Directors tend to focus on Julian Marsh's story, probably because they identify with him. And his tale does pump the heart of the play. But that shouldn't really hit home until the end. One should believe at least until the penultimate scene that this story is all about Peggy. And that's where Williams fails.

Otherwise, her direction and choreography suit the show fine, pulling strong ensemble work out of the large cast, offering up nicely polished song-and-dance numbers as well as witty interchanges.

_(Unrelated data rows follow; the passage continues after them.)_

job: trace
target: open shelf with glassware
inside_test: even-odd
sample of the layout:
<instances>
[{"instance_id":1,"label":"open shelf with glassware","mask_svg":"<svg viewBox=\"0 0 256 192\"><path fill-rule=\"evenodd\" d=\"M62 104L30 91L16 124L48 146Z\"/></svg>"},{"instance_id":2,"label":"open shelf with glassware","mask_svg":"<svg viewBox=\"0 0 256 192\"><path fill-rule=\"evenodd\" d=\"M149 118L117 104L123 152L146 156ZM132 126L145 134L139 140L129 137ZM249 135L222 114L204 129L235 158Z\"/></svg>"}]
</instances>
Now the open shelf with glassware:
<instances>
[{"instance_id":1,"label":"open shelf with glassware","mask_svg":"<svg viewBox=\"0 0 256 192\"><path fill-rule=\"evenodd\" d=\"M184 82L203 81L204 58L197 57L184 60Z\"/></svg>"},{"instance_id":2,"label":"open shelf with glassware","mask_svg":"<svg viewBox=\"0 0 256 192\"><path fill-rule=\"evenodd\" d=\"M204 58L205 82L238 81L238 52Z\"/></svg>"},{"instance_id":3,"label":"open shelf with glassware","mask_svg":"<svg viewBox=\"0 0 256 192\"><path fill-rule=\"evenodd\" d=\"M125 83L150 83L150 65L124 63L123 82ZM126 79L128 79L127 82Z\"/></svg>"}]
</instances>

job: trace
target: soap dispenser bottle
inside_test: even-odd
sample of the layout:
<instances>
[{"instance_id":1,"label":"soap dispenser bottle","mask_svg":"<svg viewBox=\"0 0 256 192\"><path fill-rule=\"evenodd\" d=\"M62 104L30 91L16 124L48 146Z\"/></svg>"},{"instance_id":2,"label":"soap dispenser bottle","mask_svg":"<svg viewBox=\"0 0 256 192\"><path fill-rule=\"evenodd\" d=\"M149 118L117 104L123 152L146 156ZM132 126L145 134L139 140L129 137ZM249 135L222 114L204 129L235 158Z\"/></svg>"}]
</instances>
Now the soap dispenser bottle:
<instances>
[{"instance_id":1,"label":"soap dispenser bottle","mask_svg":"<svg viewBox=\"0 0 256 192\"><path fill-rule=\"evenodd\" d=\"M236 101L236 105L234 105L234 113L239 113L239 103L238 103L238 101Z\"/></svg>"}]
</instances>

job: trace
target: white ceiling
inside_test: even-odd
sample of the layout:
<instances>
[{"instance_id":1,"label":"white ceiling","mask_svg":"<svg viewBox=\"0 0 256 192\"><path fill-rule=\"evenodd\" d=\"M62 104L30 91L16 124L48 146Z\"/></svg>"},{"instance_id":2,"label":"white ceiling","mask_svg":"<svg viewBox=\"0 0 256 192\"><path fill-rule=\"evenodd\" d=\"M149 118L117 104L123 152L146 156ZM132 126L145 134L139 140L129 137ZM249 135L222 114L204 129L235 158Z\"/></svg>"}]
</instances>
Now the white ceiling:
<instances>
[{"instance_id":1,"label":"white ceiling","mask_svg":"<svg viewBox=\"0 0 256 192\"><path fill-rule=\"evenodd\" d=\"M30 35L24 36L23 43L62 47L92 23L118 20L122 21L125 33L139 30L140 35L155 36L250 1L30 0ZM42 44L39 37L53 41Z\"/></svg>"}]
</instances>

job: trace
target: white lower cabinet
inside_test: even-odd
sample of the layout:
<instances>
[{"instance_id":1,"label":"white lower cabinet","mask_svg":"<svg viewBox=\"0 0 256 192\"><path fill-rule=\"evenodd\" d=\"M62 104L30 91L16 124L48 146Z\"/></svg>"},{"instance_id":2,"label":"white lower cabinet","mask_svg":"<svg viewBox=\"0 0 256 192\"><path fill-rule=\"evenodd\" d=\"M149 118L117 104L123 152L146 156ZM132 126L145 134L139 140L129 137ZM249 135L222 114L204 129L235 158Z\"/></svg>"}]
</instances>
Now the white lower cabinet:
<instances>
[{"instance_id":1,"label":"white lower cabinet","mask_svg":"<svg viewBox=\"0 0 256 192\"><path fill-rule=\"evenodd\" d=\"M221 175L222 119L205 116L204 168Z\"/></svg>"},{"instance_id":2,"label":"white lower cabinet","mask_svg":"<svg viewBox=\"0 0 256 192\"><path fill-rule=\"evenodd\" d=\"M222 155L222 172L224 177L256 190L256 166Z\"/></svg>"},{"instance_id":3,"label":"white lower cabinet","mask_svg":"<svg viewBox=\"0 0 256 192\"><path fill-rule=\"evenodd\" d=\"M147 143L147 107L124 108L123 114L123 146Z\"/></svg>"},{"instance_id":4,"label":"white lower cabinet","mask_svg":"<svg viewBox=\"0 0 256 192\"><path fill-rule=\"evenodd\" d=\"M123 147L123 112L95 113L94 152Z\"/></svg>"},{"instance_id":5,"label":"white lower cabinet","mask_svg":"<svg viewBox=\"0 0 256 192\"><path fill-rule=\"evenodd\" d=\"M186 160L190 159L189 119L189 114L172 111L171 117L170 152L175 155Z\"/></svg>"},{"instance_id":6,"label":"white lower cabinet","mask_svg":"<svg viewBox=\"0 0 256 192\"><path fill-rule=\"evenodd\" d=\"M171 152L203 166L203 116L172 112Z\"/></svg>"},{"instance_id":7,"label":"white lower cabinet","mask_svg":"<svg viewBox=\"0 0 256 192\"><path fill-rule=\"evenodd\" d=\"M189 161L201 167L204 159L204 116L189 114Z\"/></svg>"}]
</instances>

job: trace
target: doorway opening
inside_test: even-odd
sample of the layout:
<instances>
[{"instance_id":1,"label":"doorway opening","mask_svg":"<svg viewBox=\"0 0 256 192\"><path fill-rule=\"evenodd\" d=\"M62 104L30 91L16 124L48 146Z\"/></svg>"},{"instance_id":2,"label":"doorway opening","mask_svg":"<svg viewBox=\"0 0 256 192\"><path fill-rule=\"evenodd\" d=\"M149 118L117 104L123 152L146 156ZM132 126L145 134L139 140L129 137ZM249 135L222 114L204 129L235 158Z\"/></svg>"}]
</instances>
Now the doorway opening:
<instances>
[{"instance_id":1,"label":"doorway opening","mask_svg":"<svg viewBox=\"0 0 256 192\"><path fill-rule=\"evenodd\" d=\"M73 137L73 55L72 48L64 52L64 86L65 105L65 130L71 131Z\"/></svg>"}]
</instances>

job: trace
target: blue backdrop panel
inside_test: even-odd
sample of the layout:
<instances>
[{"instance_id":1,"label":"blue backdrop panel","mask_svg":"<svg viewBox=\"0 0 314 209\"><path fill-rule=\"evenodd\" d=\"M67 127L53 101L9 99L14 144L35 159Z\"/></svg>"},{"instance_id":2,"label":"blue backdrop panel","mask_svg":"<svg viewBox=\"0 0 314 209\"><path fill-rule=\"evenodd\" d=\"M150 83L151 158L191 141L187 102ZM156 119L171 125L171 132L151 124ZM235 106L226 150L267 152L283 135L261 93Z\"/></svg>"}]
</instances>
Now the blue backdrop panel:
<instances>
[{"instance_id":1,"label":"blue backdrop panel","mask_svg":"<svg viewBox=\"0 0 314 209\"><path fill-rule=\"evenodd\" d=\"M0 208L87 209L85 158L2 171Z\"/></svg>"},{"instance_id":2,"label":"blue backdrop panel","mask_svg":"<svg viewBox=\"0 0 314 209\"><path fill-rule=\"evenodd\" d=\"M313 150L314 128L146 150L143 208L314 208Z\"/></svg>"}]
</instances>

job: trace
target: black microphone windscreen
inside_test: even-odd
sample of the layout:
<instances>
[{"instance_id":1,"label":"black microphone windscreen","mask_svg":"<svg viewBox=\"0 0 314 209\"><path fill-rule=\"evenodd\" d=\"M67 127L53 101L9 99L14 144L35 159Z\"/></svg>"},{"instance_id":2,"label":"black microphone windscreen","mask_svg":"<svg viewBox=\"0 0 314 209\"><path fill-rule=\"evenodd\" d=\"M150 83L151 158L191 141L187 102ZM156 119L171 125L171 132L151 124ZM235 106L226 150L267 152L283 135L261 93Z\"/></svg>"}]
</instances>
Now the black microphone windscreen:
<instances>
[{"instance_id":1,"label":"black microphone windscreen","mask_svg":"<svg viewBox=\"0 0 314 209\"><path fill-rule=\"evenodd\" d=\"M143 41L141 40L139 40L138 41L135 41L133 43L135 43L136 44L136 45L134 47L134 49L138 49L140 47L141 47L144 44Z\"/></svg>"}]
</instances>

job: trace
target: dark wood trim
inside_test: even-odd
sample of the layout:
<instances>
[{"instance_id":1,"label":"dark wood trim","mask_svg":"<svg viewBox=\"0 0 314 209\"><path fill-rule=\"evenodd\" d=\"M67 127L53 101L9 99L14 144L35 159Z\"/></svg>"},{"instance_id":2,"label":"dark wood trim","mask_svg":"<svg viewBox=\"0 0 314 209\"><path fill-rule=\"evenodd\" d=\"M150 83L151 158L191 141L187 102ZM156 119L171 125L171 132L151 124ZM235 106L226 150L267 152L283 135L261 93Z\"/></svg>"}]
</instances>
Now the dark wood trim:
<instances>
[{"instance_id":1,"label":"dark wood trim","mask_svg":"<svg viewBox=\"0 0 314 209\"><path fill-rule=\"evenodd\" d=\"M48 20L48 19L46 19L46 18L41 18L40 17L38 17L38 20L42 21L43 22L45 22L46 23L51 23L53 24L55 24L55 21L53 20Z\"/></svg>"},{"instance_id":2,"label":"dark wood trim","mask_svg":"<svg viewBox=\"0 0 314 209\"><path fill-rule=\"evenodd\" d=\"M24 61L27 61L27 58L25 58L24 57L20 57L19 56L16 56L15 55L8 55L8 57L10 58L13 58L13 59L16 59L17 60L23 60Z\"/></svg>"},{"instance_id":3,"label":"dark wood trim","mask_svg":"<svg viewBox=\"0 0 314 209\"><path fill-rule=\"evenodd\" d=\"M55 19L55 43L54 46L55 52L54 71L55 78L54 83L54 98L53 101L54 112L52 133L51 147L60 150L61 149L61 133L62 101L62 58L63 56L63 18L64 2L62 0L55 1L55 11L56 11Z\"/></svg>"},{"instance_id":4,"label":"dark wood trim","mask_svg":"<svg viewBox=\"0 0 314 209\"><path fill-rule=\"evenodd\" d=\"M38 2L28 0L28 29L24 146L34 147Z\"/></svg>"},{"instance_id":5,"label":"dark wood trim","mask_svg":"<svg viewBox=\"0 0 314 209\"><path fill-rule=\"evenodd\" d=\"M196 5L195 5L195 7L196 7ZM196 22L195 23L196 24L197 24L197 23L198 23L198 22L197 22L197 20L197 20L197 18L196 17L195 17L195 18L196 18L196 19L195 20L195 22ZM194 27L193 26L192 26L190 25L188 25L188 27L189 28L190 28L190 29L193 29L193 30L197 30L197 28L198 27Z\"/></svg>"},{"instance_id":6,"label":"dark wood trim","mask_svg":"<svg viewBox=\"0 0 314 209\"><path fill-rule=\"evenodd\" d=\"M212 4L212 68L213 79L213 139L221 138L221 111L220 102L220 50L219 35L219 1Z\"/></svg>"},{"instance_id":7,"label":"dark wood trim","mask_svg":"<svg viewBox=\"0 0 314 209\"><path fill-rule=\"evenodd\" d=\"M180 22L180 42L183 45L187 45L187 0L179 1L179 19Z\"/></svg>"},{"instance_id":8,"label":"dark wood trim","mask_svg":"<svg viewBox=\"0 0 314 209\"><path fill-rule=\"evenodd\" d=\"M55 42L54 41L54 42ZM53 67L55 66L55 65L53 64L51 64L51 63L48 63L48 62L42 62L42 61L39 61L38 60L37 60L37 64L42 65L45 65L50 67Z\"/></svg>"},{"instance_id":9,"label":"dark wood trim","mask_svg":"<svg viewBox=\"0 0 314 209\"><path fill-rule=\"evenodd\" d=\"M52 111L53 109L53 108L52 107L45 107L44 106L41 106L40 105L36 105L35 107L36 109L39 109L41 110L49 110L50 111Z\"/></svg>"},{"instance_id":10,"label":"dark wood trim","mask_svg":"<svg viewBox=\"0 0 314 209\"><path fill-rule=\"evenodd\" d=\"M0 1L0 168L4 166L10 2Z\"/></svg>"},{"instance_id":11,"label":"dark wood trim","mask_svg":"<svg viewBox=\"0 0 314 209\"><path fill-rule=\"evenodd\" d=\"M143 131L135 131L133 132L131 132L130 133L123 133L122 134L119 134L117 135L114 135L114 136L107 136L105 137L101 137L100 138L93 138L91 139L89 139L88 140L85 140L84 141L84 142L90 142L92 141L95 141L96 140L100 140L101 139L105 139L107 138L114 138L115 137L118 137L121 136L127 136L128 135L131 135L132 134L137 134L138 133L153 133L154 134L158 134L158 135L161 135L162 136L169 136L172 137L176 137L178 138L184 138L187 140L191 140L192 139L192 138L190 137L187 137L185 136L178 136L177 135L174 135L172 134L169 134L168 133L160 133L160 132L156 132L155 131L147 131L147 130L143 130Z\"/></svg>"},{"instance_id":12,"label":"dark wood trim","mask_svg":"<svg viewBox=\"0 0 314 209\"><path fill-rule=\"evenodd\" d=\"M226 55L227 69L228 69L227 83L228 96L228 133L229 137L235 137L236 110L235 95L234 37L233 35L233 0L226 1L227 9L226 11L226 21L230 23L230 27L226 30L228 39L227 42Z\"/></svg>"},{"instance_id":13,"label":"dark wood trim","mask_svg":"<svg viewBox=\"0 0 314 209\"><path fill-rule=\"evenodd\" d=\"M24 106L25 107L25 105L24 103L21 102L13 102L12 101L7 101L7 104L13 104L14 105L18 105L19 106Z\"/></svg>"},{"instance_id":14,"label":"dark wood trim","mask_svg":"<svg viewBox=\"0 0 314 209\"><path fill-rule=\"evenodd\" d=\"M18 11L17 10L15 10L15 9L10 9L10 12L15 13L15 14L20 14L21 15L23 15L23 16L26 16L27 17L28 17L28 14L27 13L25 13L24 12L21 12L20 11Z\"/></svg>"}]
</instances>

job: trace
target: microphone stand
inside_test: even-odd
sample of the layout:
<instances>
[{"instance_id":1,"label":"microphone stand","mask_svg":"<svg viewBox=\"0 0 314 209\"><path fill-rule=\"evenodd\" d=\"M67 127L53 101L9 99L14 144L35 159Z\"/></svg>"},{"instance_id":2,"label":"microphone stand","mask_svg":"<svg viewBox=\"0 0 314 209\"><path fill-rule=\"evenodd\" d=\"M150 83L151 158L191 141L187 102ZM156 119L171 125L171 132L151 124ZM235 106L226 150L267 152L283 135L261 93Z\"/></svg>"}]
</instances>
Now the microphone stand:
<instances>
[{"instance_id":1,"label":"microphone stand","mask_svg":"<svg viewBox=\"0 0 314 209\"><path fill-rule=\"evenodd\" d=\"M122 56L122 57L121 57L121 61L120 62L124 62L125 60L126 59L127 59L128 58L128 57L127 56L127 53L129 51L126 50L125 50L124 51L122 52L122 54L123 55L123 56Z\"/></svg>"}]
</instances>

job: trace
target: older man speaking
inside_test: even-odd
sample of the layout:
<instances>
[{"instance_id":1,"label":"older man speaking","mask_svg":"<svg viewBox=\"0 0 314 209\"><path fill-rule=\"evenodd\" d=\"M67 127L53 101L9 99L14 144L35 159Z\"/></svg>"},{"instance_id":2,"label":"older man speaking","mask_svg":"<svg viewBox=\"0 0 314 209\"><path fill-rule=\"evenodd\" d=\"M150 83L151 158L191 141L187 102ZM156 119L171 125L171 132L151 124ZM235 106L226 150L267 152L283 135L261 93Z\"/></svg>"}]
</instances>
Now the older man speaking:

Nick DeGregorio's spirited musical direction also brings out the best in a comically varied score (one of the jokes is that songs can be thrown into the musical-within-a-musical that have absolutely nothing to do with anything).

Charles Davis' imaginative sets and lighting may not convince us that we are on Broadway, but they sport lots of lovely touches such as floral-decked swings and giant coins that rise from the floor.

Susan Thomas Babb's colorful costumes are similarly pleasing, though one wishes for something more dramatic for Peggy to wear in the "42nd Street" number.

For if only that final "42nd Street" number were stronger, one wouldn't wonder afterward whether Julian Marsh has a hit on his hands. And if that number was stronger, it would go a long way to giving Golden West College a hit as well.

* "42nd Street," Golden West College Mainstage Theater, 15744 Golden West St., Huntington Beach. Thursday-Saturday, 8 p.m.; Sunday, 2 p.m. Ends Aug. 7. $12, with $1 discount for ASB/GWC and Gold Key cardholders and children under 12. (714) 895-8378. Running time: 2 hours, 18 minutes.

Peggy Magee: Dorothy Brock Julie Ertl: Peggy Sawyer Lili Lewis: Maggie Jones Howard Mango: Julian Marsh Doug Sinclair: Bert Barry Simon Cote: Billy Lawlor Michelle Weingarden: Andy Lee Steve Silva: Pat Denning Rollo Sternaman: Abner Dillon Golden West College Fine Arts Division. Music by Harry Warren. Lyrics by Al Dubin. Book by Michael Stewart and Mark Bramble. Originally directed and choreographed by Gower Champion. Directed and choreographed by Brandee Williams. Musical direction: Nick DeGregorio. Lights and sets: Charles Davis. Costumes: Susan Thomas Babb. Sound: Scott Steidinger. Stage manager: Holly Ahlborn.